06/18/2015 05:16 pm ET | Updated Jun 18, 2015

WASHINGTON -- Martin O'Malley, the former governor of Maryland and a contender to be the 2016 Democratic presidential nominee, called on Thursday for a phase-out of fossil fuels by 2050, citing the "moral obligation" to address climate change.

In an op-ed published in USA Today, O'Malley, who is Catholic, called the encyclical Pope Francis issued on Thursday on climate change a "clarion call for action."

O'Malley's piece also publicly rebuked some of the Obama administration's energy policies and promised to put climate and energy at the center of his presidential campaign.

"We cannot meet the climate challenge with an all-of-the-above energy strategy, or by drilling off our coasts, or by building pipelines that bring oil from tar sands in Canada," O'Malley wrote. The Obama administration has often touted an "all-of-the-above" energy strategy, and earlier this year proposed opening new areas of the Atlantic Ocean to offshore drilling. The administration has not yet issued a decision on whether to approve a permit for the Keystone XL pipeline, which would carry oil from Canada to Texas.

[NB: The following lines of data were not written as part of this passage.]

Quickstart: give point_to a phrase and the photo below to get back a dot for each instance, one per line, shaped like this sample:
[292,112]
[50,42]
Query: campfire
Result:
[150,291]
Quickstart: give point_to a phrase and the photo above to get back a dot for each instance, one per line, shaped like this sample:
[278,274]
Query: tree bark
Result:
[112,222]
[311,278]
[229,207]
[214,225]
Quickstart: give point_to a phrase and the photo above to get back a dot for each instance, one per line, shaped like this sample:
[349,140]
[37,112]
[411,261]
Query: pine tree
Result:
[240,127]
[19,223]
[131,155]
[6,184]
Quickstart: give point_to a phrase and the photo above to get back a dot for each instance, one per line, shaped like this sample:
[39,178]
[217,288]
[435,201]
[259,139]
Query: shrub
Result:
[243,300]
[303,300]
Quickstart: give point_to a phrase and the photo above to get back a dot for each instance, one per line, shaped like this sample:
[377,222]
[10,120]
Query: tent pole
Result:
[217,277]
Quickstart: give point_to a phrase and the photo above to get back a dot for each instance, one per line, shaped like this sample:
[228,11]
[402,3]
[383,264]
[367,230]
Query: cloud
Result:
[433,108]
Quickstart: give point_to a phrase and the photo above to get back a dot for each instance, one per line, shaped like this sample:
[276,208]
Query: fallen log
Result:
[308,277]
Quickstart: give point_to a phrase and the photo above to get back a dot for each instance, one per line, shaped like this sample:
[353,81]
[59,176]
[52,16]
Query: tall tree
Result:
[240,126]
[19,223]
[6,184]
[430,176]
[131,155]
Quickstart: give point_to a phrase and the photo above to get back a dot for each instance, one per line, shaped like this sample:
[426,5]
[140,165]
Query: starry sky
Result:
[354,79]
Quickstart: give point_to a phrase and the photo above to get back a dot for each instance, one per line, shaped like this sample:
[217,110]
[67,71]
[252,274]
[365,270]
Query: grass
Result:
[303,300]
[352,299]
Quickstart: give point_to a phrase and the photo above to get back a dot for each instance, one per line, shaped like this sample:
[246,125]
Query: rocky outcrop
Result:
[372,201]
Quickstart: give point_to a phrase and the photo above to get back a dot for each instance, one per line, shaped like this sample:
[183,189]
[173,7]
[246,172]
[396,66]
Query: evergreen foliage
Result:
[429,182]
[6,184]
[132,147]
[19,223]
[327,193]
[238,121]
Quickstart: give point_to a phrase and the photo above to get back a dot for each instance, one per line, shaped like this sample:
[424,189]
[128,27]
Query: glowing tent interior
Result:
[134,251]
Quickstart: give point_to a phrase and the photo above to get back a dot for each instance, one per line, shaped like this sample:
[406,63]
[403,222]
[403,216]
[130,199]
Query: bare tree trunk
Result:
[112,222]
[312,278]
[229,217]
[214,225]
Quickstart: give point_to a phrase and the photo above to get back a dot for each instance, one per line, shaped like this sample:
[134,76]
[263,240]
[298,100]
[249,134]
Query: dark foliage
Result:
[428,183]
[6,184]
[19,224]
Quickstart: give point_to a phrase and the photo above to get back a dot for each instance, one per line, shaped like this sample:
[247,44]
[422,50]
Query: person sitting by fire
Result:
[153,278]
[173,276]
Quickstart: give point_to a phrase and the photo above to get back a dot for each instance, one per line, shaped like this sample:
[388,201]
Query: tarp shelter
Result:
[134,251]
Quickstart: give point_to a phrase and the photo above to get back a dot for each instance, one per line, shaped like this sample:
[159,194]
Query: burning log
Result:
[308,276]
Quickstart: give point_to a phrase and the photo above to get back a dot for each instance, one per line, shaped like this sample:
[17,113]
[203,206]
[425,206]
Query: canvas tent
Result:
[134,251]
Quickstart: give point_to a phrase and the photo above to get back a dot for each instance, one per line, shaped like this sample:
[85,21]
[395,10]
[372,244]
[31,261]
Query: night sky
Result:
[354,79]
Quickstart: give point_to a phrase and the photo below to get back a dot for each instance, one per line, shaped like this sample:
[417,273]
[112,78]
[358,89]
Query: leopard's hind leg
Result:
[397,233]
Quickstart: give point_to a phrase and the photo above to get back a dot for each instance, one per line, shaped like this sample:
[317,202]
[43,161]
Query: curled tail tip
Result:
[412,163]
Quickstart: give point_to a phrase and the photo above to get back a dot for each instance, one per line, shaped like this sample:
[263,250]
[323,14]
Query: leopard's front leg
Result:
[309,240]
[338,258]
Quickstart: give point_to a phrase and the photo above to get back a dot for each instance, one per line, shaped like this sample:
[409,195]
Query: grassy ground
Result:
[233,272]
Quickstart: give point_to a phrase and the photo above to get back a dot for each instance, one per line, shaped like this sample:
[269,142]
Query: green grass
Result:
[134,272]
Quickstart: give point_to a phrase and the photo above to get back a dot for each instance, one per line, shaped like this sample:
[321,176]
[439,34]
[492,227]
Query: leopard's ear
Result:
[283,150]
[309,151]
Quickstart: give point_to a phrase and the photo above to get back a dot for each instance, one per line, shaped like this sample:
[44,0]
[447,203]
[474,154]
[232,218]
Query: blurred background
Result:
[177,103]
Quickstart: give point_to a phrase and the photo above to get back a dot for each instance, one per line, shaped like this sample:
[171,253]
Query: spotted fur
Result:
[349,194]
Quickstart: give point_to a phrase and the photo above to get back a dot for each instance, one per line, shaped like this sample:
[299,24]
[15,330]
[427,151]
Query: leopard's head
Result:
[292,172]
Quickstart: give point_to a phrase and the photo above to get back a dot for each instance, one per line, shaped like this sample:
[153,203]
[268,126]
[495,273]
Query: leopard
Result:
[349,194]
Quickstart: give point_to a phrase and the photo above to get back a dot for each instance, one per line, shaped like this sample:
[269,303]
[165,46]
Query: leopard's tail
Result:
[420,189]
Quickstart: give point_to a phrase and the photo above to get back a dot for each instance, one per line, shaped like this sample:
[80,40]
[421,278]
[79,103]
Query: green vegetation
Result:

While O'Malley said the Obama administration's policies have made the United States more energy independent, he said the climate challenge requires the country to make "a full, complete transition to renewable energy -- and an end to our reliance on fossil fuels."

"I believe, within 35 years, our country can and should be 100% powered by clean energy, supported by millions of new jobs," wrote O'Malley. "But we have to accelerate the transition right now."

By comparison, the leaders of the Group of Seven nations recently pledged to phase out fossil fuels by 2100 -- 50 years later.

In an accompanying memo outlining the campaign's energy platform, O'Malley states that "reliance on local, renewable energy sources means a safer, more stable world."

He also says he would go further on emissions rules than the Obama administration has gone so far, expanding greenhouse gas regulations beyond power plants to other major industrial sources and cracking down on methane leaks from oil and gas operations.

Michael Brune, executive director of the Sierra Club, praised O'Malley in a statement for "driving the conversation toward the critically important goal of transitioning off of dirty fossil fuels to a healthy and just economy powered by 100% clean energy."

And Tom Steyer, who has spent millions to elect pro-climate candidates, issued a statement applauding O'Malley for "presenting real, concrete solutions to climate change that will secure our country’s economic security -- and break with the dirty energy politics of the past."